IBM has released patches to fix several critical vulnerabilities across its product line. These patches fixes security issues in popular enterprise solutions, including Cloud Pak for Security, QRadar Suite Software, and Db2 database systems.
Session Invalidation Vulnerability
The first vulnerability, identified as CVE-2022-38382, affects IBM Cloud Pak for Security (CP4S) and IBM QRadar Suite Software. It was discovered that these products do not invalidate sessions after logout, allowing an authenticated user to obtain sensitive information. This vulnerability could have serious consequences, including unauthorized access to sensitive data. IBM has since fixed this issue, ensuring that sessions are properly invalidated after logout.
Sensitive Information Disclosure Vulnerability
The second vulnerability, CVE-2022-38710, affects IBM Robotic Process Automation. It was found that this product could disclose sensitive version information to an unauthorized control sphere, potentially aiding in further attacks against the system.

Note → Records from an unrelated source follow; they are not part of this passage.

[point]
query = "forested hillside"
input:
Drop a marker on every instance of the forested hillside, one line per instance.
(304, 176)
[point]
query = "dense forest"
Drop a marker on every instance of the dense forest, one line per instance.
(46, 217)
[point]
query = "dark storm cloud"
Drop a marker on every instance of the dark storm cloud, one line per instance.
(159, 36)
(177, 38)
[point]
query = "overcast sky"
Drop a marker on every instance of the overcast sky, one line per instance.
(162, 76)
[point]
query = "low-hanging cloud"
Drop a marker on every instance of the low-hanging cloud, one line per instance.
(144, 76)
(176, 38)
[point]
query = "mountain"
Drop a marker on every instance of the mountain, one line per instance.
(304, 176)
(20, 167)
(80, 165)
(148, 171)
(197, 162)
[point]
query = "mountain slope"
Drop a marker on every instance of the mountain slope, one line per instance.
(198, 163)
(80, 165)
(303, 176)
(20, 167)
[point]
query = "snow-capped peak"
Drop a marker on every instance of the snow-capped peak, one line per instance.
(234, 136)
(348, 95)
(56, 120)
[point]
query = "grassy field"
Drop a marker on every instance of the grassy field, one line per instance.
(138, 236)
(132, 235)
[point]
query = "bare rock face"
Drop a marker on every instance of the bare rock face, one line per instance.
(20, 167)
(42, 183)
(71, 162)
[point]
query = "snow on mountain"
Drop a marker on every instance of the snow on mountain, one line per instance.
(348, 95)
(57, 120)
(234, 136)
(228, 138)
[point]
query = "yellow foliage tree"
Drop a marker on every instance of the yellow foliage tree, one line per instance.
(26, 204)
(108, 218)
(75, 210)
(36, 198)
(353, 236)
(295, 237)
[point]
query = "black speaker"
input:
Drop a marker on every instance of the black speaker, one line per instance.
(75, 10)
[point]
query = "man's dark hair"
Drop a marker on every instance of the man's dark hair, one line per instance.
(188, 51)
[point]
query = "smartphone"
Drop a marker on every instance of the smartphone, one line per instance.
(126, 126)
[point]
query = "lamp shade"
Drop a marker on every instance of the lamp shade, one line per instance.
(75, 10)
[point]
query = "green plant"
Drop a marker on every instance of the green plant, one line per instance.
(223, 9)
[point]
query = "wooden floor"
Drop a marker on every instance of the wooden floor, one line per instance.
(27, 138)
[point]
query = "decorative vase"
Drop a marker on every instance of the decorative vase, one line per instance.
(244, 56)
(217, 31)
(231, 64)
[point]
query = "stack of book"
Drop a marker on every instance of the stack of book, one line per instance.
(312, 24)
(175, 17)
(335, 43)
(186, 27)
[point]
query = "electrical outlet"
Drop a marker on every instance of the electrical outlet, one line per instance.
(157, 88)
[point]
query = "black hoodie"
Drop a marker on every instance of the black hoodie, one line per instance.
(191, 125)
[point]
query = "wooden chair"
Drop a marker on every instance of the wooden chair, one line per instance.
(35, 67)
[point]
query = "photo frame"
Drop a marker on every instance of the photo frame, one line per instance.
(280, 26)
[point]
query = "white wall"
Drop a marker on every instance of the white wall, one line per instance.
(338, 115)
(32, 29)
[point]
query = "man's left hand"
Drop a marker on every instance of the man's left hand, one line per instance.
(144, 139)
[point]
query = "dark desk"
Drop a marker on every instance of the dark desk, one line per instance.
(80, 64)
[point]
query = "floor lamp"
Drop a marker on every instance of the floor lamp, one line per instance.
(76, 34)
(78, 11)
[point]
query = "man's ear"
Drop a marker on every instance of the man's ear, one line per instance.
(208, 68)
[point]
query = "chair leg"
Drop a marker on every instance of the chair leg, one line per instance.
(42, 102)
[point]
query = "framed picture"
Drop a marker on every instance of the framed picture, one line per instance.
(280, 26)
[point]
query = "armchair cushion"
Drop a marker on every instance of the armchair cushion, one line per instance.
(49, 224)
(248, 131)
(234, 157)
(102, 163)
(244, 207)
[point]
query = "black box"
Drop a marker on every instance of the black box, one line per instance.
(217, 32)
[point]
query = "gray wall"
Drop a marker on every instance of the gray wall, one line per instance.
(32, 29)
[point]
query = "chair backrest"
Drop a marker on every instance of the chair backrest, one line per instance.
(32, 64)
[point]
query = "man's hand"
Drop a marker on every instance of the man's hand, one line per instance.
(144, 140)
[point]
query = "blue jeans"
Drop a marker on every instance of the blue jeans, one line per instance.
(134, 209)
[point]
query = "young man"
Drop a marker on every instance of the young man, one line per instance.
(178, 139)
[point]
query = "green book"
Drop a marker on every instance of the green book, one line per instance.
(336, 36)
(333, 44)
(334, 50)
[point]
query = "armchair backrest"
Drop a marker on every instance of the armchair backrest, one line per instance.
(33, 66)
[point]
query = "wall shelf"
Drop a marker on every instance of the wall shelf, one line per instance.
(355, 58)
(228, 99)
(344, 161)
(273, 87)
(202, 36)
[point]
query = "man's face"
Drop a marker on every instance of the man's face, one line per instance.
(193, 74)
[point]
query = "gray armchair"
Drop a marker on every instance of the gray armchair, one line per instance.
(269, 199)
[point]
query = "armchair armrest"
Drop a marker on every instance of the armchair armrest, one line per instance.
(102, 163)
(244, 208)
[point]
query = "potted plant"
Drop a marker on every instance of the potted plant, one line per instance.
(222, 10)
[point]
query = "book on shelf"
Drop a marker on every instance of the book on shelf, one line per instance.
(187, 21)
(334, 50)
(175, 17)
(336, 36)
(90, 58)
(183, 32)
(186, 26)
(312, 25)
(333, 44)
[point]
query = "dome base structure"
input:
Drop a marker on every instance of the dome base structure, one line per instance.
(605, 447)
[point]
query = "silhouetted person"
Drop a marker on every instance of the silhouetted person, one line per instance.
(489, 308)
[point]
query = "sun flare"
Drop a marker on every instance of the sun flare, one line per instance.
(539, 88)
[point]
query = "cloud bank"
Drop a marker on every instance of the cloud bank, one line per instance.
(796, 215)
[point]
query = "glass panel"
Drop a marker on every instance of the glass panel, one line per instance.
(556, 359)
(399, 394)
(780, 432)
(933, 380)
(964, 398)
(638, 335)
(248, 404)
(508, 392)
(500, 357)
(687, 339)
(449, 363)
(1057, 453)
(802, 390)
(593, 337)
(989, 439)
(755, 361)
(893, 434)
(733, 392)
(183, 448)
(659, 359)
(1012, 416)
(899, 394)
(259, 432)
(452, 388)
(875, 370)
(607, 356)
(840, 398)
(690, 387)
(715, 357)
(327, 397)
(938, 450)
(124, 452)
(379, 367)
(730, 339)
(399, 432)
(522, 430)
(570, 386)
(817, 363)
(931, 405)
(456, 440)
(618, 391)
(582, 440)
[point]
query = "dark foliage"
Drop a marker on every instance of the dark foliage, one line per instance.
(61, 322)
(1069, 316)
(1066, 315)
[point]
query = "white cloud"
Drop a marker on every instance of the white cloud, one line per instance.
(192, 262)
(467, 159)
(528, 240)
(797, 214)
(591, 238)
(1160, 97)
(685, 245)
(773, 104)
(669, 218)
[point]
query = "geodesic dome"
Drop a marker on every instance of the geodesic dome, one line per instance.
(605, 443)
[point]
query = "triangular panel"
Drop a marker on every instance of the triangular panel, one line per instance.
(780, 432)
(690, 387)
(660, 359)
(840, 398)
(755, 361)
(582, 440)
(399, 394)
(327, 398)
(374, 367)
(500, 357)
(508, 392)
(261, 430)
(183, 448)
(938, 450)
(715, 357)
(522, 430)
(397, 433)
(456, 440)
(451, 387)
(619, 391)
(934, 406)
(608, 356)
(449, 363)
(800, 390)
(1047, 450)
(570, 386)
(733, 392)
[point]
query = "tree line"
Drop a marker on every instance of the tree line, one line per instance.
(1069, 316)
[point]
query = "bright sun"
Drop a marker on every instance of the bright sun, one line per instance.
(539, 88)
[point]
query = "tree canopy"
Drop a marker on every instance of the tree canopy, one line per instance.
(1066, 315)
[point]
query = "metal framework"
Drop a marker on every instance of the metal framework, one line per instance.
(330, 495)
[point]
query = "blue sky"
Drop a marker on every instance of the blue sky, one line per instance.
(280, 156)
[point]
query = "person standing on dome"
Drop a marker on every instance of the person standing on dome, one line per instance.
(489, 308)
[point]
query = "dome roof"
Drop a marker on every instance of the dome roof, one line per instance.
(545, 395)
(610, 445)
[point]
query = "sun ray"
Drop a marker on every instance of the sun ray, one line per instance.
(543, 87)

IBM has addressed this issue by ensuring that sensitive information is properly protected.
Improper Data Disclosure Vulnerability
The third vulnerability, CVE-2024-28799, affects IBM QRadar Suite Software and IBM Cloud Pak for Security. It was discovered that these products display sensitive data improperly to local privileged users in non-default configurations, potentially leading to the unexpected disclosure of this information. IBM has fixed this issue by ensuring that sensitive data is properly protected and only accessible to authorized users.
Denial of Service Vulnerability
The fourth vulnerability, CVE-2024-31882, affects IBM Db2 for Linux, UNIX and Windows. It was found that this product is vulnerable to denial of service attacks under specific non-default configurations. IBM has addressed this issue by implementing measures to prevent denial of service attacks.
Open Redirect Vulnerability
The fifth vulnerability, CVE-2024-35133, affects IBM Security Verify Access. It was discovered that this product is vulnerable to open redirect attacks, which could allow an attacker to conduct phishing attacks and obtain sensitive information. IBM has fixed this issue by implementing measures to prevent open redirect attacks.
Denial of Service Vulnerability
The sixth and final vulnerability, CVE-2024-35136, affects IBM Db2 for Linux, UNIX and Windows federated server. It was found that this product is vulnerable to denial of service attacks under certain non-default conditions. IBM has addressed this issue by implementing measures to prevent denial of service attacks.